I knew I should look for dung beetles! Sure enough, they were all over. I didn't know much about them before I moved to Florida. Somehow I'd managed to live my life in ignorance of the magic of Dung Beetles. The first time I saw them I was working in our back yard and noticed a pile of our dog's poo churning and heaving on the ground. I was horrified, thinking that she had some disgusting intestinal parasites that were erupting. But as I watched, suddenly this amazingly gorgeous green and blue metallic beetle poked out of the pile. Soon I saw several more and I was hooked. Dung beetles are so cool! They are members of the Scarab Beetle family, the same Scarabs that the ancient Egyptians portrayed in their jewelry, sculpture and hieroglyphics. There are many species in the family and about 250 in Florida. I've since learned that Dung Beetles come in many shapes, sizes and colors. The ones I saw today were smaller, less metallic colored, and blackish green than the ones in my dog's poo. The ones we have in Florida are much smaller than the ones in Africa and the Middle East, but they all do the same basic thing--eat poo. And it's a good thing they do. If they did not consume animal waste, we would be drowning in the stuff. Dung Beetles are rather particular--some species eat only elephant dung, some only eat turtle dung. They hunt for fresh manure and grab enough to pack into a tight ball.
Dung Beetles Packing
Then they roll the ball to a special location, using their hind legs to push.
Rolling the Dung Ball
When they find the right spot, they burrow into the ground below the poo ball.

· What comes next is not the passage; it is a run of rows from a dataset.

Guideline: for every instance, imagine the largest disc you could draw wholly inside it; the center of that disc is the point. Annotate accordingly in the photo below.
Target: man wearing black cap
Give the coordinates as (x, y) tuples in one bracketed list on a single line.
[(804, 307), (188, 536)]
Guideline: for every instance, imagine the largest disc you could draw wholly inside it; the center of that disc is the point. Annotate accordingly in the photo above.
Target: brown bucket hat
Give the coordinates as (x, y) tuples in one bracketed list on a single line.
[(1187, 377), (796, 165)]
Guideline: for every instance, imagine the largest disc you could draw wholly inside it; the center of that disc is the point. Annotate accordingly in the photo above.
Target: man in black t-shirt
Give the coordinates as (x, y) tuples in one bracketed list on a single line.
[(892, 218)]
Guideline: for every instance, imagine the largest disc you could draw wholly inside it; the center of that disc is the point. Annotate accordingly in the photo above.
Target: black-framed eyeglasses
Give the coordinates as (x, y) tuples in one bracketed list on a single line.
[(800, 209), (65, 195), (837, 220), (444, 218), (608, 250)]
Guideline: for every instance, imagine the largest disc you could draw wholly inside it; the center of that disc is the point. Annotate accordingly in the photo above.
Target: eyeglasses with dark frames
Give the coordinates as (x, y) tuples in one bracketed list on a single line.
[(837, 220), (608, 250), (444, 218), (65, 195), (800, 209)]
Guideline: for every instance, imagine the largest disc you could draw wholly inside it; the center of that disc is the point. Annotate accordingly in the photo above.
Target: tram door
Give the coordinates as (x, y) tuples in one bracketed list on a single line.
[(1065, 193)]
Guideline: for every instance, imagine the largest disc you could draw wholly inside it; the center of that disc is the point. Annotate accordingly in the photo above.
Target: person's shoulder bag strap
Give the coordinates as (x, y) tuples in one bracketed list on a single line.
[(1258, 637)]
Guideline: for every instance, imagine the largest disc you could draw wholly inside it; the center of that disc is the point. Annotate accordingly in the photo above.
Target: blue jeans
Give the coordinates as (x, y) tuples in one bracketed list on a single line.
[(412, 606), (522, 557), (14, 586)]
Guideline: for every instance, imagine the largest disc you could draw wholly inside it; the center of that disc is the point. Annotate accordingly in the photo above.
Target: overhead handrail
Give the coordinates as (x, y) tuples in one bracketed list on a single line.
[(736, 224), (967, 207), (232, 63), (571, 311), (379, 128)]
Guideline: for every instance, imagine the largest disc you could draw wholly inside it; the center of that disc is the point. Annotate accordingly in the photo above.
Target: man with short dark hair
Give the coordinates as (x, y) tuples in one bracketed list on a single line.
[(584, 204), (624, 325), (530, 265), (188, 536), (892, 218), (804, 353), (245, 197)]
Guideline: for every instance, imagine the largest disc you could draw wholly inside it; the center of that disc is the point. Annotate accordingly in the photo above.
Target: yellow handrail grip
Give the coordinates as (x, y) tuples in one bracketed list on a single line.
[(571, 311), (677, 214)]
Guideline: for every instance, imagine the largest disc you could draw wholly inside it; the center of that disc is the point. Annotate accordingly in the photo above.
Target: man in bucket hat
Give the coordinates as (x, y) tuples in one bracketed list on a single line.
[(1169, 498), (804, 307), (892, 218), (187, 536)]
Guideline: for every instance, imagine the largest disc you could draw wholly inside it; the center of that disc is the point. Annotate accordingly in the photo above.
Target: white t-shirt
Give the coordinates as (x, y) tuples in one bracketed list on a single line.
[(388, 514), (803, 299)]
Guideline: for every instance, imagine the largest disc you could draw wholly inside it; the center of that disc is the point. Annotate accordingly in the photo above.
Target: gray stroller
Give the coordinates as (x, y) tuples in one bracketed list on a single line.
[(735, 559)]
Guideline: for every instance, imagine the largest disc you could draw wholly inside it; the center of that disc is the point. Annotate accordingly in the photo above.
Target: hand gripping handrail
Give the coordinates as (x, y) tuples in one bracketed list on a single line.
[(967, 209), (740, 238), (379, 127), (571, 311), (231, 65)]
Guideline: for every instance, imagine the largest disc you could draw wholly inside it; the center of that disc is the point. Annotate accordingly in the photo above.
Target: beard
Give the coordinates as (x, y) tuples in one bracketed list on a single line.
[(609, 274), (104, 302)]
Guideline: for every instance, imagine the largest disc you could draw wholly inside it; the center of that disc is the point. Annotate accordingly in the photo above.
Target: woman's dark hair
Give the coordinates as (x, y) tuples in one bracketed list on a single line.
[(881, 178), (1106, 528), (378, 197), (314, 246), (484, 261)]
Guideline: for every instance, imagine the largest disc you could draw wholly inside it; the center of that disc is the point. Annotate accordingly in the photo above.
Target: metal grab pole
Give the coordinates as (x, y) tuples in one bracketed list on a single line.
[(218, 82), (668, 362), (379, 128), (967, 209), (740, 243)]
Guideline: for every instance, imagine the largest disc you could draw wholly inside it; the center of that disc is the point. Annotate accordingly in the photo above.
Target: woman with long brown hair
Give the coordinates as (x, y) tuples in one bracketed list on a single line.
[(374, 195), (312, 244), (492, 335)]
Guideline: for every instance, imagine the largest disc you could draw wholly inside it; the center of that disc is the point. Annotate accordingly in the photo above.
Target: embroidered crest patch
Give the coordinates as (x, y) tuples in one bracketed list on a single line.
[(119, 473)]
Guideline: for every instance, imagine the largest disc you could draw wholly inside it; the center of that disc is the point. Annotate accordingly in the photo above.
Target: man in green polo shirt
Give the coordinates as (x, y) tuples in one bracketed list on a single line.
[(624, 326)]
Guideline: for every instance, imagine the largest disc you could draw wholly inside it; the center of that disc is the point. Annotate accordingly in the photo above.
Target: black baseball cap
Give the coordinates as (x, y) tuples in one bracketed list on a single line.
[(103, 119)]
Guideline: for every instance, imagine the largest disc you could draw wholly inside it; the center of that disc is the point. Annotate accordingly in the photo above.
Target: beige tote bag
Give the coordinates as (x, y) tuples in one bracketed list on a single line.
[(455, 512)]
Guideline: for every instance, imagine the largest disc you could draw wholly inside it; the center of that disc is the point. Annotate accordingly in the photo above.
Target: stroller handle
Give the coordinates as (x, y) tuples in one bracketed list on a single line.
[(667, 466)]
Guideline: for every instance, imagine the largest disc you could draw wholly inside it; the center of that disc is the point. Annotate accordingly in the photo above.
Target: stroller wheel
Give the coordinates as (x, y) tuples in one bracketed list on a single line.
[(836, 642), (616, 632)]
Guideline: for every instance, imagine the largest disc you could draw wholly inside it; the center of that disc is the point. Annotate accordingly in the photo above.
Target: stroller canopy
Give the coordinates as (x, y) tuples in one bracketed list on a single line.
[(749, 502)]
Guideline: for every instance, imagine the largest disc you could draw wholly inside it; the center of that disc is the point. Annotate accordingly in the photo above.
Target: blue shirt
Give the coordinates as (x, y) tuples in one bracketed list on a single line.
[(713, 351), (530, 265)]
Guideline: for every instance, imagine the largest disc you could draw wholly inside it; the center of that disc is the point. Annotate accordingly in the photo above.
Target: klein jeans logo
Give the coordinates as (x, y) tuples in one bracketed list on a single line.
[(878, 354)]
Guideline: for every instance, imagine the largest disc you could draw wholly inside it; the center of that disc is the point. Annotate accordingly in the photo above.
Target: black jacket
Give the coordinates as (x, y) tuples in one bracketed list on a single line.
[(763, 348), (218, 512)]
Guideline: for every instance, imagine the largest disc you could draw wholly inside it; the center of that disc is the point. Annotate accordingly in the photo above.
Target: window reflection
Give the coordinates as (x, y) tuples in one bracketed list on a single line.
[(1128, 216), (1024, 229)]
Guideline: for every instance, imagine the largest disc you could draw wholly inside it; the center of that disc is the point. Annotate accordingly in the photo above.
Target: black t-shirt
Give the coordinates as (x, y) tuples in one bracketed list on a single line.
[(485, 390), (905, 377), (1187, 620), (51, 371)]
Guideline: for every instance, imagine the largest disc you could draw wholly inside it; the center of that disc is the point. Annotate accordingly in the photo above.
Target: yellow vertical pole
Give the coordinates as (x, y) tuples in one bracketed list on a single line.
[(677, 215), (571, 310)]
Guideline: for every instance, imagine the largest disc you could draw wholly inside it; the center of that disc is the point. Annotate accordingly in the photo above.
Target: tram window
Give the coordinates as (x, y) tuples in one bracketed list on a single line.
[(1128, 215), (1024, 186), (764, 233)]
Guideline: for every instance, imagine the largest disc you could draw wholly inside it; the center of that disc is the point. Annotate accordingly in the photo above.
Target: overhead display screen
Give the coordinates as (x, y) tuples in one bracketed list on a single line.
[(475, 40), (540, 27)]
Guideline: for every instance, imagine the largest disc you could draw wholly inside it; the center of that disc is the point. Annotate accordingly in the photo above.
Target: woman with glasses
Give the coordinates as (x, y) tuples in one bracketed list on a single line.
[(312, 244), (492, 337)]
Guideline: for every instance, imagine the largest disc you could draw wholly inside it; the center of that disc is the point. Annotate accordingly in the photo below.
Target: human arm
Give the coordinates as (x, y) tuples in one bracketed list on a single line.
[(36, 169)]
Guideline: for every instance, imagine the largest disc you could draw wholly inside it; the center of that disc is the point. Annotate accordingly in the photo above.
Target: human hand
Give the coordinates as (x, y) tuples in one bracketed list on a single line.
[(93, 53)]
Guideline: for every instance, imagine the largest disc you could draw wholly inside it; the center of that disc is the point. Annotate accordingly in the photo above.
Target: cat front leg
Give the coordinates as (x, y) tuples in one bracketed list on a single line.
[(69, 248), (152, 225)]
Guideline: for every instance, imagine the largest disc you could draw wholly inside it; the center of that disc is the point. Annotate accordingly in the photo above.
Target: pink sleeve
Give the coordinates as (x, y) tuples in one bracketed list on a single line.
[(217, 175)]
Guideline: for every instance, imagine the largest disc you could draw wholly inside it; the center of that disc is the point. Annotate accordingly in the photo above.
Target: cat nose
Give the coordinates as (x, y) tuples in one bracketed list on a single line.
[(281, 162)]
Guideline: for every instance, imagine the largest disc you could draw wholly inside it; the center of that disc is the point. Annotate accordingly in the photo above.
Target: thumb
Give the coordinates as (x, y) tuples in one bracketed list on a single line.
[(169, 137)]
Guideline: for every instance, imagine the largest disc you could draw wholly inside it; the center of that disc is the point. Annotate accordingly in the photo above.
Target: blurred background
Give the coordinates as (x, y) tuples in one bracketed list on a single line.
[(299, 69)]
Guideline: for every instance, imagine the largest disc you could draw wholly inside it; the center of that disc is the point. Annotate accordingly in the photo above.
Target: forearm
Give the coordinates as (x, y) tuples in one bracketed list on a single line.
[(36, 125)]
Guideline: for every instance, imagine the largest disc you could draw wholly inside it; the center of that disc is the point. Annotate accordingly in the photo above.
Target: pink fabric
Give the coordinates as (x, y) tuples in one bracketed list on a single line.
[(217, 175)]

Settling into Place. The Beetle is in the sand under the dung ball, digging furiously.
They churn the soil until the ball is sucked into the ground. Then they lay an egg or two in the poo and leave it in the ground, safe and secure until it hatches underground. The hatched larva eat the dung ball. By spreading, burying and digesting animal waste, Dung Beetles break up and fertilize soil, remove millions billions uncountable amounts of animal waste. Less waste saves money for farmers and ranchers in manure removal and disposal, and cuts down on flies. I was told the other day that cattle ranchers in Australia had to import dung beetles in order to raise cattle there, because cow poo eating dung beetles do not occur naturally Down Under.  I guess you could argue that cattle probably have no business being there at all in that case, but that's beside the point. The point is that Dung Beetles eat poo and this is a good thing.


  1. Thank you so much Katherine for writing such an informative article,and such lovely writing also. Really enjoyed it. Now you be careful of those gators and be very watchful for snakes. I grew up down here and have lived in whole life and not in the cities, have seen my share and especially Paynes Prairie! Good luck with your bird photos! Evelyn

    1. Thanks, Evelyn! I'm glad you enjoy reading. I sure enjoy writing and exploring. If you haven't been out to Paynes Prairie lately, you should take a trip there soon. There is always something interesting happening out there. And I'll be sure to watch out for the snakes and gators when I go!